Target Case Charts Path for ‘Go Woke, Go Broke’ Securities Suits

Aug. 24, 2023, 9:15 AM UTC

A conservative group’s lawsuit accusing Target Corp. of misleading investors about financial risks from LGBTQ Pride marketing underscores a new line of attack against companies over their diversity and inclusion initiatives.

Target was sued this month by America First Legal Foundation, a nonprofit led by former Trump adviser Stephen Miller. The long shot complaint alleges Target, which faced conservative backlash over LGBTQ Pride marketing, deceived investors about its oversight of risks related to its diversity, equity, and inclusion policies.

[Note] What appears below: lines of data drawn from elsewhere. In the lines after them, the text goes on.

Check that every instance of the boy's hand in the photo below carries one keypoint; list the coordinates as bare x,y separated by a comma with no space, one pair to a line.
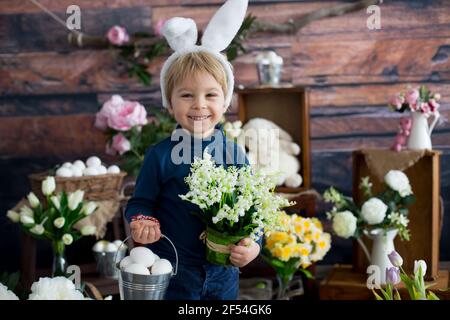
145,231
244,252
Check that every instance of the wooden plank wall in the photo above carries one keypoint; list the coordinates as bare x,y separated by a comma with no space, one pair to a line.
50,91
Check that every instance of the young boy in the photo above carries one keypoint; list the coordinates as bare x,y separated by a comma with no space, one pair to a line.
196,92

Conservative legal groups have launched a wave of challenges to corporate DEI initiatives, going after McDonald’s Corp., Kellogg Co., and Progressive Corp., among many others. The legal arguments in those instances have often focused on discrimination laws.

AFL charted a different course by accusing Target of securities fraud. The case has serious problems, securities scholars and lawyers say. But it highlights the growing risk of similar suits against companies amid heightened scrutiny of such diversity initiatives.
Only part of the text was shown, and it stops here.